Tina Williams posted a note for Lori that says:
Hi Lori, I just wanted to let you know I am thinking of you and your son. My three sons are the my reason for everything:) I actually passed the Mishawaka exit yesterday on my way to Lake Wawasee...one last chance to feel the sand in my toes and listen to the waves on the shore before my surgery this week - with Dr. Gerdisch in Indianapolis.
Nancy James posted a note for Lori that says:
Hope you find the answers for your son. I did a whole lot of research online once I knew I had a heart valve situation - especially in choosing my surgeon and my choice of hospital. His situation in different than mine, but us moms always do what we can to make it okay for our kids - I have a disabled daughter so I know the feelings that you have concerning your son and his health. You would do anything to help him and that's one of the reasons I'm anxious to get my surgery done with so I will be strong again and be able to help my daughter with her 5 children more than I have done these past few years. The strength and stamina I get from this surgery should go a long way to giving me energy to do more. God bless and I hope all goes well and you find the answers you need.
Ash Berryman posted a note for Lori that says:
Hi Lori, I have a mechanical valve from OHS 2014 and so far problem free, continuing to work as a commercial pilot and living a life on warfarin. The decision to go mechanical or tissue is very tricky, there is so much to consider. But it's comforting to know your son is going to be okay and can live a long pretty normal life. I was 45 when I had my operation and will / should not need another OHS. But life on warfarin means a lifestyle change.

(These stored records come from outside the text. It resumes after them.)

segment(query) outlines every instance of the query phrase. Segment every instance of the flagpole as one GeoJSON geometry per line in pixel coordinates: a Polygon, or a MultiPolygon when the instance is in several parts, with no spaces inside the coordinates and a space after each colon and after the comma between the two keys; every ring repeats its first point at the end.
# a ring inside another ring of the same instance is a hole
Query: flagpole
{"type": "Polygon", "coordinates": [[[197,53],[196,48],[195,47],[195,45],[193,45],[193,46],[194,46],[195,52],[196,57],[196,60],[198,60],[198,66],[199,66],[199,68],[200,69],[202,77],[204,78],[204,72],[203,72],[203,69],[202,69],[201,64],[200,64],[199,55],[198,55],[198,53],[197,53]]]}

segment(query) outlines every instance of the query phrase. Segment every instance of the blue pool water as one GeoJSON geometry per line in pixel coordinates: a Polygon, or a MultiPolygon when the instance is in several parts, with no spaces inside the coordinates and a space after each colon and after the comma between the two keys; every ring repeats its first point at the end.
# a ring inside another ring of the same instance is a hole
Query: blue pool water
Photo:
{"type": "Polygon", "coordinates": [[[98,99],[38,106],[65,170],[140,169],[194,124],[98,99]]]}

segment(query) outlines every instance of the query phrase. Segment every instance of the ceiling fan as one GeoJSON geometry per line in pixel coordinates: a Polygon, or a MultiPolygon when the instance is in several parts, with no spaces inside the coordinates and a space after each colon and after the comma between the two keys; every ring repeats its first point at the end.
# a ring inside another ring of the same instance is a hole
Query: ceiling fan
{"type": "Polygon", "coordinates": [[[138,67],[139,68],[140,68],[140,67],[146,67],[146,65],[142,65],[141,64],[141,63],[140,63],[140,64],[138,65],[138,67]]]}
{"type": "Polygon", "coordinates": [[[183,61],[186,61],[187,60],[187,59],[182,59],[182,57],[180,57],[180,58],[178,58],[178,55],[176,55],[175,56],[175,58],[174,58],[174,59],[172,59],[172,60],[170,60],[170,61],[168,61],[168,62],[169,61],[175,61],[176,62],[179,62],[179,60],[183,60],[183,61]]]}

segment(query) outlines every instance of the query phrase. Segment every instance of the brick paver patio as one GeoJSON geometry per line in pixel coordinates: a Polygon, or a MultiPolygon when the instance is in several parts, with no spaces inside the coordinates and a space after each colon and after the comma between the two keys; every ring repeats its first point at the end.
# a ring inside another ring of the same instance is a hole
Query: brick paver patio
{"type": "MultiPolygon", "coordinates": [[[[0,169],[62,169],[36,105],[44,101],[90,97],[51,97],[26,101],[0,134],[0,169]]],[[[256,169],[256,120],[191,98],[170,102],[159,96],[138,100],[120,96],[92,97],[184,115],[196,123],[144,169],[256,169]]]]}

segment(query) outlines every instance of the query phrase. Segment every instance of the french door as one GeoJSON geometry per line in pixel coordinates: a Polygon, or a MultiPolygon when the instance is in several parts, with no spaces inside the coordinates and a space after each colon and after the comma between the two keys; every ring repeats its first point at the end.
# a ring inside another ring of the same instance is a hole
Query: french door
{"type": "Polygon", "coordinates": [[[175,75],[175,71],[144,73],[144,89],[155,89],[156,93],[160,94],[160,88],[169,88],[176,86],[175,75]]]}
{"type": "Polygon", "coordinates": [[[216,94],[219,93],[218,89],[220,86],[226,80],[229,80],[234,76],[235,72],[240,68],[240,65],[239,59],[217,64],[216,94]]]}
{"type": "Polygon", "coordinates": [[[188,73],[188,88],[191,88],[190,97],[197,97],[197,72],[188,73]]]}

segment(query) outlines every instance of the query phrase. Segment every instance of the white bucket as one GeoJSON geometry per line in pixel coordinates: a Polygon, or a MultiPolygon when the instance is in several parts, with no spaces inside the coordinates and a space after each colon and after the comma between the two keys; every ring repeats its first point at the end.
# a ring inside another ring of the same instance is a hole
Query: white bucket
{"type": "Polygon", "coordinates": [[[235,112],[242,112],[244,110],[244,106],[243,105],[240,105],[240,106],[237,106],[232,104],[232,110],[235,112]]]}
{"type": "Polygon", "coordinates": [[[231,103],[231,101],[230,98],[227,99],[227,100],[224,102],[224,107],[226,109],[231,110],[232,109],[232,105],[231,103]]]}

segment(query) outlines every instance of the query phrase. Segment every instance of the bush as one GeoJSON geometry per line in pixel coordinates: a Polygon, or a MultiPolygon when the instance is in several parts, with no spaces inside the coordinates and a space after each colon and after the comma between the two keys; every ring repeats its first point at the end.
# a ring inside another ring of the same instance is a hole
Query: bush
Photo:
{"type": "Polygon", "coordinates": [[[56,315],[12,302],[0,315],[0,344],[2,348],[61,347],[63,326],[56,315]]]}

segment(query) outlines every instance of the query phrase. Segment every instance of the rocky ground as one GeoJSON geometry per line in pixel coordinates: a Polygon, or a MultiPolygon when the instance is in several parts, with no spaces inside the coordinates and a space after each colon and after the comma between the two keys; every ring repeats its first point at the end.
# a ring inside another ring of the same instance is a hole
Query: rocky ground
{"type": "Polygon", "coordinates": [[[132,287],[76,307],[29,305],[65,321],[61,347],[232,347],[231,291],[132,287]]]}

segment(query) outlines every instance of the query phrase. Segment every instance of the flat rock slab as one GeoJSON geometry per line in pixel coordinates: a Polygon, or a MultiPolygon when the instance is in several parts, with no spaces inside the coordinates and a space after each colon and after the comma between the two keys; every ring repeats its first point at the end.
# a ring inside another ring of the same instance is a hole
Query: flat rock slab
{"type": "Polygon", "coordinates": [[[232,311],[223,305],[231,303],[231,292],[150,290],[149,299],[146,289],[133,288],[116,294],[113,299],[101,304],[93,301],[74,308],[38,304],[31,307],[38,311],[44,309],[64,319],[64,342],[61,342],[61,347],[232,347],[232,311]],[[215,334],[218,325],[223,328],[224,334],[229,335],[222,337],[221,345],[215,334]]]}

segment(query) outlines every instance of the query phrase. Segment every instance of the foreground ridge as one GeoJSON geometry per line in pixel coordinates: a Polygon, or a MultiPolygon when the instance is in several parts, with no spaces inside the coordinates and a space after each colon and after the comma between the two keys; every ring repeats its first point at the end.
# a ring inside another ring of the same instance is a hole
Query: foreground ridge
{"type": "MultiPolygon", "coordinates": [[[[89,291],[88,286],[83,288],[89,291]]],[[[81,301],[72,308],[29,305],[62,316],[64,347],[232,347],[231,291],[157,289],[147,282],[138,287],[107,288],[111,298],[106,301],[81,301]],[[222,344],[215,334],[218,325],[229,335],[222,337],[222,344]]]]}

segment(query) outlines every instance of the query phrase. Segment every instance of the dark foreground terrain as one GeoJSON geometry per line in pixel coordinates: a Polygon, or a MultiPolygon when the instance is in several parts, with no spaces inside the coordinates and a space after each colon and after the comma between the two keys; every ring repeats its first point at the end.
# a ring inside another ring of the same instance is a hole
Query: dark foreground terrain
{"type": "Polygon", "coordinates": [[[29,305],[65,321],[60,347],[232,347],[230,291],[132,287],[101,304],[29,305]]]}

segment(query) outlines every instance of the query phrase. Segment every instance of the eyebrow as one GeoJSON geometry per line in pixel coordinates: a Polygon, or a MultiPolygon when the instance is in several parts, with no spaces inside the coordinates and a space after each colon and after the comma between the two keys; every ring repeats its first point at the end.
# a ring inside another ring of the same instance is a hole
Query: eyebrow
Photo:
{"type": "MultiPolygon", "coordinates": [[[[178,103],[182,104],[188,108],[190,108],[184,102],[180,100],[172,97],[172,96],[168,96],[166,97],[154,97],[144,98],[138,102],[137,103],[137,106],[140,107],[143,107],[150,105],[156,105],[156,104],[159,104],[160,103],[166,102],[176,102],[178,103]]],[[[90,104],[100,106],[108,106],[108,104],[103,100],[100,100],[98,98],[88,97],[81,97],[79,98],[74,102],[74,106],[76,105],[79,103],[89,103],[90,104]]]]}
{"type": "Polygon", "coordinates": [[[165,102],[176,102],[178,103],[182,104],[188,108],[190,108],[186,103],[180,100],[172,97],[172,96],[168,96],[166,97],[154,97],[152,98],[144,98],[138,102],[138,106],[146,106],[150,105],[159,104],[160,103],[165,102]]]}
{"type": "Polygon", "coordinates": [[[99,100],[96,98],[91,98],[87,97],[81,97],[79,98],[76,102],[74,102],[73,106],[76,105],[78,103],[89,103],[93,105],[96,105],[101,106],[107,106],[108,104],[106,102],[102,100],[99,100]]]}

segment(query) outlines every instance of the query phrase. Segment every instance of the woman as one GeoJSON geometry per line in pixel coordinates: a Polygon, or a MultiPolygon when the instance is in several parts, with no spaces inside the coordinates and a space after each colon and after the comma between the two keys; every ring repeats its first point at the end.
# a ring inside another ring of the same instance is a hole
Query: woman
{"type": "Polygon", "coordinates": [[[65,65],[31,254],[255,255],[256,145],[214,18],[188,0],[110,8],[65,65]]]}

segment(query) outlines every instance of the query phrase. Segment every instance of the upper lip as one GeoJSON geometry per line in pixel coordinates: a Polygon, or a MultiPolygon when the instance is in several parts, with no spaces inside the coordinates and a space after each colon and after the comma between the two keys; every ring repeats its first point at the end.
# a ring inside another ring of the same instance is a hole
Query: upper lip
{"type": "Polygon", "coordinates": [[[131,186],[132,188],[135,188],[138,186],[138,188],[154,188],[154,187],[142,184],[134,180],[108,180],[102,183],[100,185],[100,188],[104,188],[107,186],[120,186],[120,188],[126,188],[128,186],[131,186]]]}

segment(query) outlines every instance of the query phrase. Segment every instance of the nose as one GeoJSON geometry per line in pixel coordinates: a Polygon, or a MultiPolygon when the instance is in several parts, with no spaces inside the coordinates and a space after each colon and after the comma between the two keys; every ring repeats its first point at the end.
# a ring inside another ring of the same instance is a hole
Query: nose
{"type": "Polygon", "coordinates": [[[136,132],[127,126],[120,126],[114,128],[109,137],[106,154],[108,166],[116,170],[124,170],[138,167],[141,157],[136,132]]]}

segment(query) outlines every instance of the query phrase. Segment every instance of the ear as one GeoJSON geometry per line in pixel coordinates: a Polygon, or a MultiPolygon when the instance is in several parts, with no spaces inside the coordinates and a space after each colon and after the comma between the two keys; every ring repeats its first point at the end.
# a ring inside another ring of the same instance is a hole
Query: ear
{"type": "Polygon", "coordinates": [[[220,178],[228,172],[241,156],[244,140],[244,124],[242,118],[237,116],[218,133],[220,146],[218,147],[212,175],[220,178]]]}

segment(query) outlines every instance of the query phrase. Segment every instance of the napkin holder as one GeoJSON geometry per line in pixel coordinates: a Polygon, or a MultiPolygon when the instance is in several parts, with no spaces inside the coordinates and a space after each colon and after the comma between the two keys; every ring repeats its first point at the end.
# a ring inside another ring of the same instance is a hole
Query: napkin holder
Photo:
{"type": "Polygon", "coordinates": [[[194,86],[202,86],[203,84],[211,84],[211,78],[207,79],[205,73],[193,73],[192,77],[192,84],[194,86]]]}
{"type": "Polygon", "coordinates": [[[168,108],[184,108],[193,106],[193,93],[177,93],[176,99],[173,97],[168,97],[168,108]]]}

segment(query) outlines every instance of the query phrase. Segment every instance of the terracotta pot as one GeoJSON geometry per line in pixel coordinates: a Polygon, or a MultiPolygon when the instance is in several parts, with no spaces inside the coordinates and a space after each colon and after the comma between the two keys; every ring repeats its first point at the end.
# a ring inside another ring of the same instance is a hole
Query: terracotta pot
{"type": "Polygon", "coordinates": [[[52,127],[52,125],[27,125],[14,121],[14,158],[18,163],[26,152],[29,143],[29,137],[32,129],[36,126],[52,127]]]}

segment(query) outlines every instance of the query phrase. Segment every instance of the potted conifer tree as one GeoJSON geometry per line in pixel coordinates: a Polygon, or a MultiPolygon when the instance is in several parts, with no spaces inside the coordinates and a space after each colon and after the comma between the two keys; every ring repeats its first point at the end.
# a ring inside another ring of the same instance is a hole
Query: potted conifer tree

Contact sports should be avoided, some jobs that could result in knocks / bruises are not advisable, I've given up riding motorbikes and only ride bicycles on paths thus avoiding motor traffic. INR testing monthly and diet is no issue for me. I eat what I like but I try and maintain a constant Vitamin K intake in a 4 day cycle. I find large amounts of alcohol and long distance travel / holidays cause larger INR fluctuations. My INR is always 2.8-3.0 which is perfect for the St Judes valve. For OnX valves, the number could be different. My aviation medical is now complicated and employment with a new airline would be unlikely, but I knew this and happy to change career should my current employer find me to be unreliable. Long term use of warfarin also can have its issues (google that!) BUT knowing all this I went mechanical and I'm very happy with my choice. I had 6 months to look at the pros and cons and with my wife being a doctor I was well informed. ...But at 17 years old it's a whole new story, a tissue valve may be the better option. There are problems with these valves but technology is getting better rapidly. Your son will most likely be warfarin free for life on a tissue valve and future valve replacement is improving. I would have considered getting a tissue valve if I was 17 years old but it would be a 50/50 call. Depends on the individual. Tissue valves can last 1 to 20 years but in a young person more likely 10-12 years (ask your cardiologist about this and then get a 2nd and 3rd opinion!!). Tissues can last 15-20 years in older people as their activity levels normally decrease. But TAVR / TAVI technology is getting heaps better and so are the surgeons/cardiologists. Others reading this will have had different experiences and may disagree with me so please take all their comments on board and best of luck. Ash
I would prepare a file based on all existing tests and data, then circulate it to three general classes of surgeons. Pediatric heart surgeons are the first group. Next, ask the opinion of ADULT research specialists, as to your son's options 10-15 years out. Hopefully, OHS will be obsolete by then. Third, I would ask a RE-OP specialist if any of your contemplated procedures might be a barricade to future procedures.
I think you can cover all this under one roof at Cleveland Clinic.
As a parent, my heart goes out to you. Putting that aside, I'm having surgery nextd week after wrestling with a similar question, with a few differences: I'm 62, very active, have no symptoms, but have a bisuspid aortic valve and my aorta is enlarged and requires a "fix." I looked a decade ago at a Ross, but am going with a mechanical valve that's built into a "sleeve" that forms an aortic prosthesis. I don't want to do this surgery again, and don't want to out-live my valve. I think I will be able to handle the warafarin compliance. But it would be a different if were younger: in 18 months, when I was 15 to 16 years old, I grew nearly 10 inches taller, and it's one thing to out-grow pants and yet another thing to outgrow a valve. I can imagine someone arguing that a tissue valve would be better, because it would have to be replaced anyway - and a youngster could avoid the anticoagulants. Good luck ... James Lucas
I would DEFINATELY call Dr. John Brown at Indiana University Medical Center in Indianapolis. He specializes in pediatric heart surgery and is skilled in the Ross Procedure as well as the other valve procedures. I consulted with him last month regarding my upcoming Aortic Valve replacement. I was very impressed.